As part of growing global collaboration in the history of emotions, the Australian Research Council Centre for the History of Emotions (CHE) in Australia is co-sponsoring a visit by Professor Ute Frevert, Director of the Center for the History of Emotions at the Max Planck Institute for Human Development in Berlin.
Professor Frevert is visiting The University of Melbourne to participate in the ‘Emotions in International History Conference’, 15–17 December 2014 to deliver the keynote lecture, ‘Emotional Politics in International Relations: A Historical Perspective’.
Her recently published works include Emotions in history – lost and found (Budapest: Central European University Press, 2011), two co-authored volumes: Learning How to Feel: Children’s literature and emotional socialisation, 1870-1970 (Oxford: Oxford University Press, 2014) and Emotional lexicons: Continuity and change in the vocabulary of feeling 1700-2000 (Oxford: Oxford University Press, 2014)
Professor Ute Frevert explains that her new book, Learning How to Feel, investigates the ways in which children and adolescents learn, not just how to express emotions that are thought to be pre-existing, but actually how to feel.
“My new book is a collection of essays from all over the world that demonstrates how children were provided with emotional learning tools through their reading matter to navigate their emotional lives.
“The series recognises the multi-faceted nature of emotions from the eighteenth century nearly to the present, exploring them through the histories of science, medicine and psychology, as well as literature, art, religion, politics and economics.
“At the Max Planck Institute for Human Development we are dedicated to researching human development and education.
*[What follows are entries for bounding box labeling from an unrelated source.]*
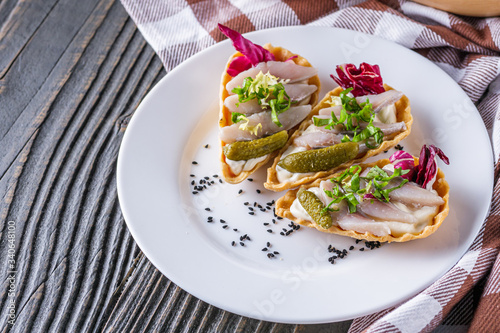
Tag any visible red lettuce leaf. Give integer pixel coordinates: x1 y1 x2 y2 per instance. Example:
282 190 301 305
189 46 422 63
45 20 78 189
389 150 415 181
415 145 450 188
218 23 275 76
227 56 252 77
330 62 385 97
363 193 377 200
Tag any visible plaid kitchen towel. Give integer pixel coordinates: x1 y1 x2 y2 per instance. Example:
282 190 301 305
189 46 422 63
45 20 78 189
121 0 500 332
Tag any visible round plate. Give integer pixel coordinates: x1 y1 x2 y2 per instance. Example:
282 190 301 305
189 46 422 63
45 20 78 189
118 27 493 323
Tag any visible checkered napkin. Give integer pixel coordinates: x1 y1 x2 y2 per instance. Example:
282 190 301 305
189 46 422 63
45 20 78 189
121 0 500 332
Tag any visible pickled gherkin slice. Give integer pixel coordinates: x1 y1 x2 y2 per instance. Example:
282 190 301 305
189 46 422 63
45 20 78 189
222 131 288 161
297 189 333 229
278 142 359 173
We have more than 13,000 publications per year in internationally renowned scientific journals and many of these are the most cited publications in their relevant field.
“The Center for the History of Emotions researches and analyses the changing norms and rules of feeling over time. We look at different societies and see how they develop and organise their emotional regimes, codes and lexicons over the modern period.
“Our work has focussed on both western and eastern societies in Europe, North America and South Asia and we examine how emotions have influenced social, political and economic developments,” she said.
In her keynote presentation at The University of Melbourne conference, Professor Frevert will investigate the politics of honour, shame and humiliation, which are all significant emotions in international relations from early modern times to at least 1945. Her lecture will tread their path through diverse structural settings from the era of early modern state-building under absolutist rule to the era of strong nationalism.
Professor Frevert is a Scientific Member of the Max Planck Society, and between 2003 and 2007 she was Professor of German History at Yale University. Prior, she taught history at the universities of Konstanz and Bielefeld and at Freie Universität Berlin. Her research interests include the history of emotions, social and cultural history, gender history and political history in the modern period.